Bad-ass, because he rose from poverty to splendor, becoming the top couturier of the Western world. He revolutionized the fashion industry and wasn’t afraid to branch out from tradition by executing different and innovative ideas.
Before dominating Parisian fashion in the style capital of the world, Worth grew up poor in London. Born in 1825, he worked from 11 years old, eventually apprenticing under two London textile merchants in his teenage years.
At 20 he moved to Paris, where he worked his way up to become an award-winning dress designer at a prestigious firm specializing in textiles, shawls and ready-to-wear garments. His blossoming reputation as the epitome of chic helped him establish his own business 13 years after moving to Paris, in 1858.

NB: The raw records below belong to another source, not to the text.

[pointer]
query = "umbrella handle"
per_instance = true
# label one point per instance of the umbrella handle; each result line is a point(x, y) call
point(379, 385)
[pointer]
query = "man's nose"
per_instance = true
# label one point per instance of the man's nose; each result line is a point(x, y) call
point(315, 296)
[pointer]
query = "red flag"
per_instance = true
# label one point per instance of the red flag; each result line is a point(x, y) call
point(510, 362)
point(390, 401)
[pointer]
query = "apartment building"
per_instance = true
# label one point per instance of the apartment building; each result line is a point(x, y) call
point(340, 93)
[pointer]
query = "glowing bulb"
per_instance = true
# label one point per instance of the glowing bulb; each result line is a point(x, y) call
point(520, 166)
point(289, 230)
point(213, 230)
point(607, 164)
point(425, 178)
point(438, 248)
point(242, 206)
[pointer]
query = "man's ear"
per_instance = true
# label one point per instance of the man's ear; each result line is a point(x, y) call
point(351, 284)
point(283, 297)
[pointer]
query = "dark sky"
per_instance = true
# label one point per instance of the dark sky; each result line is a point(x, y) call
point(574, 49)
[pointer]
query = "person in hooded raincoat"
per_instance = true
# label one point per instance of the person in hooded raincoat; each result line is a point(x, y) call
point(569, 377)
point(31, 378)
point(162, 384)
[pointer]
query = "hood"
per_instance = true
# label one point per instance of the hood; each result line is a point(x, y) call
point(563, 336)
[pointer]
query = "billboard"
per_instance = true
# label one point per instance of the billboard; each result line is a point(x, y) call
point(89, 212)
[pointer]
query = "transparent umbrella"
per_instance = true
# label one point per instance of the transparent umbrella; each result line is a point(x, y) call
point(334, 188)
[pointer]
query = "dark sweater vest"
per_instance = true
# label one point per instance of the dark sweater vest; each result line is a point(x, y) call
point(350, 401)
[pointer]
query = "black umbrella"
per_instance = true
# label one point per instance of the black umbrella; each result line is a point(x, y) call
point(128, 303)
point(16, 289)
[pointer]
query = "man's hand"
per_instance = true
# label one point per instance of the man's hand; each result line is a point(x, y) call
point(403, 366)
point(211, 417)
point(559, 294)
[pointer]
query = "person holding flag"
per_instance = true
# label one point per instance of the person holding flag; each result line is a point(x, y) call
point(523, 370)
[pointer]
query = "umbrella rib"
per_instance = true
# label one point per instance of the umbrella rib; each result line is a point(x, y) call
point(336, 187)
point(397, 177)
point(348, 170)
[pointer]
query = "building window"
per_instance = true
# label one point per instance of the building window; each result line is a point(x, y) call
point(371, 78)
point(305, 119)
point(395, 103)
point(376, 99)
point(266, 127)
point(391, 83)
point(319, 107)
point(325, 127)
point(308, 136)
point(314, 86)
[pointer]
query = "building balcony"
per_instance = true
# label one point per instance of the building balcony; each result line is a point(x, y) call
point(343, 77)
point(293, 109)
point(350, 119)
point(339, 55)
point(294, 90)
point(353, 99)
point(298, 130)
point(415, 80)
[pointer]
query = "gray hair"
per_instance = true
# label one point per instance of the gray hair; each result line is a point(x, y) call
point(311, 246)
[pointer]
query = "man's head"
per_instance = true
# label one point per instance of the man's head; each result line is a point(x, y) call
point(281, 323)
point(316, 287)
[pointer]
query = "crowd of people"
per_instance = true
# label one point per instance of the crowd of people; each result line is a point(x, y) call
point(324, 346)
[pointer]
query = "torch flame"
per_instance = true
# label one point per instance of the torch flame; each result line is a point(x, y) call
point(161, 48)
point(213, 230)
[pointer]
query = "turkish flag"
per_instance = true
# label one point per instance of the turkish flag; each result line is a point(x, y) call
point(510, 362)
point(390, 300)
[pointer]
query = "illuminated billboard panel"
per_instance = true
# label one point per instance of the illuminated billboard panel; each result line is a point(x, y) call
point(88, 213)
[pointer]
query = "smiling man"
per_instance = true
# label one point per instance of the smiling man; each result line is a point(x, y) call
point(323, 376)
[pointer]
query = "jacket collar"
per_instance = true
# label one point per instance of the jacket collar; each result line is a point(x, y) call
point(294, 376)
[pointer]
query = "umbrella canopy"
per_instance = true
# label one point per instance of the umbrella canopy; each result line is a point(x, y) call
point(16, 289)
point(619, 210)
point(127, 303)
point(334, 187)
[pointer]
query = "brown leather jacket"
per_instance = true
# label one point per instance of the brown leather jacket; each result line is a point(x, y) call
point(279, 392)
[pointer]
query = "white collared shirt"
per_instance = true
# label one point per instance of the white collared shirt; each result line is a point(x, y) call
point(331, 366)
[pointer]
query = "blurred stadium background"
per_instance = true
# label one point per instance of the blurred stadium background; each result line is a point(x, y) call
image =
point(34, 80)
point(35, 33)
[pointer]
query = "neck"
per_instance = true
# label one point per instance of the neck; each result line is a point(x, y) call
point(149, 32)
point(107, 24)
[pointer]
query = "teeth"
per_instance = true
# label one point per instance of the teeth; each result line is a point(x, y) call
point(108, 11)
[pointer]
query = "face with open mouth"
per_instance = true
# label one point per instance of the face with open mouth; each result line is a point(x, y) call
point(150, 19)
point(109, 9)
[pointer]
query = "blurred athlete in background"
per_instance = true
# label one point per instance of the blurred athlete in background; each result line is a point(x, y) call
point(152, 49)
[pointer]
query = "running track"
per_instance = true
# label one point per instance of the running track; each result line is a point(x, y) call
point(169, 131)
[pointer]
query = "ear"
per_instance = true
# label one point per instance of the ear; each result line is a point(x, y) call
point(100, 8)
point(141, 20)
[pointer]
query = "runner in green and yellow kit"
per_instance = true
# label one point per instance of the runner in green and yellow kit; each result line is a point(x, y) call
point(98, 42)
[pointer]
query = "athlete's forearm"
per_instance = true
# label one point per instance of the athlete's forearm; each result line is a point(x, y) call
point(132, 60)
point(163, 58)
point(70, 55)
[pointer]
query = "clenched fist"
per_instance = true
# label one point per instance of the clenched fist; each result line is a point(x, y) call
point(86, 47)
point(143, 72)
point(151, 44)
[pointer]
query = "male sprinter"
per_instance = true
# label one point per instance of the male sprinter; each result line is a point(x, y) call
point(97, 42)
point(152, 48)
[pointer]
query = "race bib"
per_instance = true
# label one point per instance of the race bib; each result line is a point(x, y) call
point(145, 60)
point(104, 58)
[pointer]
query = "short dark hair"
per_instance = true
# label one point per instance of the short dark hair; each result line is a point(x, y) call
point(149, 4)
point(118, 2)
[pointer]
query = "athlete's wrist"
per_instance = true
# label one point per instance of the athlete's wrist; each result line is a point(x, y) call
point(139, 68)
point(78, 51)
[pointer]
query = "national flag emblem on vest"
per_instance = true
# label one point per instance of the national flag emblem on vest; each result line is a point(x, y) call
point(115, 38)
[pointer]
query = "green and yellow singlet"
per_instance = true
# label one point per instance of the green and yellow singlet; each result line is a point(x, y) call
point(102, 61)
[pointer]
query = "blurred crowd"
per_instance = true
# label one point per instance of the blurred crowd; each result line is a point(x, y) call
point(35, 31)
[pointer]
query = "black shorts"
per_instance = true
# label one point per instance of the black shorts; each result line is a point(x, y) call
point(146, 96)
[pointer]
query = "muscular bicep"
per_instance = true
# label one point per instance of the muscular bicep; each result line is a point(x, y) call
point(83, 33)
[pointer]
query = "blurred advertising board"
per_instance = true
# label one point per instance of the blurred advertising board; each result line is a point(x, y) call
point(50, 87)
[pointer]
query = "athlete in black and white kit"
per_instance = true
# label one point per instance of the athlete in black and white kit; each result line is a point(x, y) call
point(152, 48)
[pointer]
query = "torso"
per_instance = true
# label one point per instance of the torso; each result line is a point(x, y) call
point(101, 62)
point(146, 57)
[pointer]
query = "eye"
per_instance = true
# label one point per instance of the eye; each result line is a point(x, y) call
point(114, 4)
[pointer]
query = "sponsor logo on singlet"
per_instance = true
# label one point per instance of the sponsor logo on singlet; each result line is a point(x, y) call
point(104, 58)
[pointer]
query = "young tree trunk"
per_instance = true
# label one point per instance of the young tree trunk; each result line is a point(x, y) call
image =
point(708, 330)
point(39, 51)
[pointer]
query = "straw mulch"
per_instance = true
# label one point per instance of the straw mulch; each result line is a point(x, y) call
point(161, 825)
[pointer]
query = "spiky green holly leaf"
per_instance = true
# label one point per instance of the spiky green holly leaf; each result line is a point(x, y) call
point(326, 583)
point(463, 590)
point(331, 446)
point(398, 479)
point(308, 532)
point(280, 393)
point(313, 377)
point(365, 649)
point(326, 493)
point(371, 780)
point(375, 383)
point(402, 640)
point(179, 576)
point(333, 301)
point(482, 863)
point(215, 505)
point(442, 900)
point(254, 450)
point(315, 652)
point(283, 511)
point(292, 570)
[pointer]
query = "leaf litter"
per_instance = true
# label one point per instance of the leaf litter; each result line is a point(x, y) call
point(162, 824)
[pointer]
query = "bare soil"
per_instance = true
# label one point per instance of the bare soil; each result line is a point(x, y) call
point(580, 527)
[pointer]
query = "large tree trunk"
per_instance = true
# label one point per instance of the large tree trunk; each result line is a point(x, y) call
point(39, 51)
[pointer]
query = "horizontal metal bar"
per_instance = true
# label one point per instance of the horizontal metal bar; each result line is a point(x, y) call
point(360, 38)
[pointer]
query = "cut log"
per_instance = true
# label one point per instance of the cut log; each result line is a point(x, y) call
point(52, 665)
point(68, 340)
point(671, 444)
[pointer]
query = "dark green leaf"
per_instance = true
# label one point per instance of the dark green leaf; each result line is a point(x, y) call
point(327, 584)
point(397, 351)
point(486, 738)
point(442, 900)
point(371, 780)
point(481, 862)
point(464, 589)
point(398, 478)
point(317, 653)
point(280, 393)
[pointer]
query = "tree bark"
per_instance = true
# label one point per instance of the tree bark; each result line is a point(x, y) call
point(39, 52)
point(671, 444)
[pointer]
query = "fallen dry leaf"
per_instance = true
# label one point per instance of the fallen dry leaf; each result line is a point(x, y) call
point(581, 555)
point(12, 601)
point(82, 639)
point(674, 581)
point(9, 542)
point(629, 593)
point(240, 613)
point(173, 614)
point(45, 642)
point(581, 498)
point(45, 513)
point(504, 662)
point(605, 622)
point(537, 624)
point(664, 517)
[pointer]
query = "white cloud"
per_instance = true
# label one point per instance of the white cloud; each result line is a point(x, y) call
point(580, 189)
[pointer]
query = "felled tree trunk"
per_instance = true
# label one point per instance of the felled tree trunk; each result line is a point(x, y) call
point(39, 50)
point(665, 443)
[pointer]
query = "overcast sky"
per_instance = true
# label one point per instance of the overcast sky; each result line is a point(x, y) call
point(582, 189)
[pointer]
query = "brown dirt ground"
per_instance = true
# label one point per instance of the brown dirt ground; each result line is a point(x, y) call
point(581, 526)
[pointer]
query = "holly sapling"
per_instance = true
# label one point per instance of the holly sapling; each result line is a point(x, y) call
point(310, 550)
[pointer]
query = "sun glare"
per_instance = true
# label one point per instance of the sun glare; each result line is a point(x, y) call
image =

While Worth rose as a designer, Paris rose as an imperial capital under Napoleon III. The economy revitalized, and with it so did a demand for luxury goods at a level unmatched since before the French Revolution. In this thriving environment, his trendsetting designs gained popularity.
His gowns are gorgeous, with sweeping trains and exquisitely draped sleeves. They drip gold, burst flowers, melt into rich brocade. Part of what made Worth’s designs so remarkable were their novelty and quality. His dresses are made of buttery silk, lavish furs and ornate damask; they are trimmed with pearls, lace and tassels. He introduced the world to the scandalously short ankle-length hem, and– among other designs– the waist-less princess gown.
Worth knew what women wanted and needed from spending his early years working at a department store. And he used this knowledge brilliantly. Bursting into the limelight through the patronage of Empress Eugénie, the wife of Napoleon III, his gowns seduced the nobility of Europe and the millionaires of America. Among his clients were the French aristocracy, England’s Queen Victoria, Austrian Princess Pauline von Metternich and the American elite: the Astors, Rockefellers, Carnegies and Vanderbilts. His shop constantly buzzed with fashionable women captivated by his designs, gossiping together and chatting with Worth.
Historically inspired, his designs set the standard for modern design and production of clothes. Before him, garments were designed through a dressmaker-customer partnership. “Shopping” was an arduous process consisting of several steps and various middle men. But Worth’s success changed the norm. He was one of the first designers to create looks entirely himself, and then provide the whole dress and design in the same location.
He also pioneered the concept of using living women as models for his clothes, and putting on fashion shows to debut designs, prototyping our current notion of the “runway.” He sold his designs to clothing manufacturers and department stores as well as individuals so women everywhere could wear his label. He mass-produced parts of garments like sleeves that could be easily used on different dresses.
In essence, he brought high fashion to the masses. By popularizing the concept of the prêt-à-porter, or ready-to-wear, looks, women could now to go a department store and buy beautiful designs. Haute couture wasn’t just for the rich anymore.
Perhaps this is why Worth is considered the father of it.
By definition, haute couture is the creation of custom-fitted garments constructed entirely by hand, made of high quality fabric sewn with extreme care over a long period of time. Haute couture is even a regulated industry in France, with fashion houses obligated to abide by strict rules in order to advertise their designs as couture.
In a more abstract sense, though, haute couture is wearable art. It is the crème de la crème of fashion.
And sure, only the wealthiest and most successful designers have the ability to produce couture. But while it can seem elitist at times, it provides the means for an artist to express his or her craziest ideas and expand their horizons. It is an articulation of creativity. In this way, couture keeps fashion healthy by keeping it fresh. And, more tangibly, it sets the trends of tomorrow, today.
Whatever fashion has made haute couture into nowadays, let’s remember Charles Frederick Worth’s version of couture: clothes that made a woman feel like she was in a fairytale. He brought magic to the every day.
He wasn’t simply a dress maker. He was an artist. He helped establish the modern sense of fashion as art, as something that makes a woman feel good, as something that is expressive and unique and beautiful.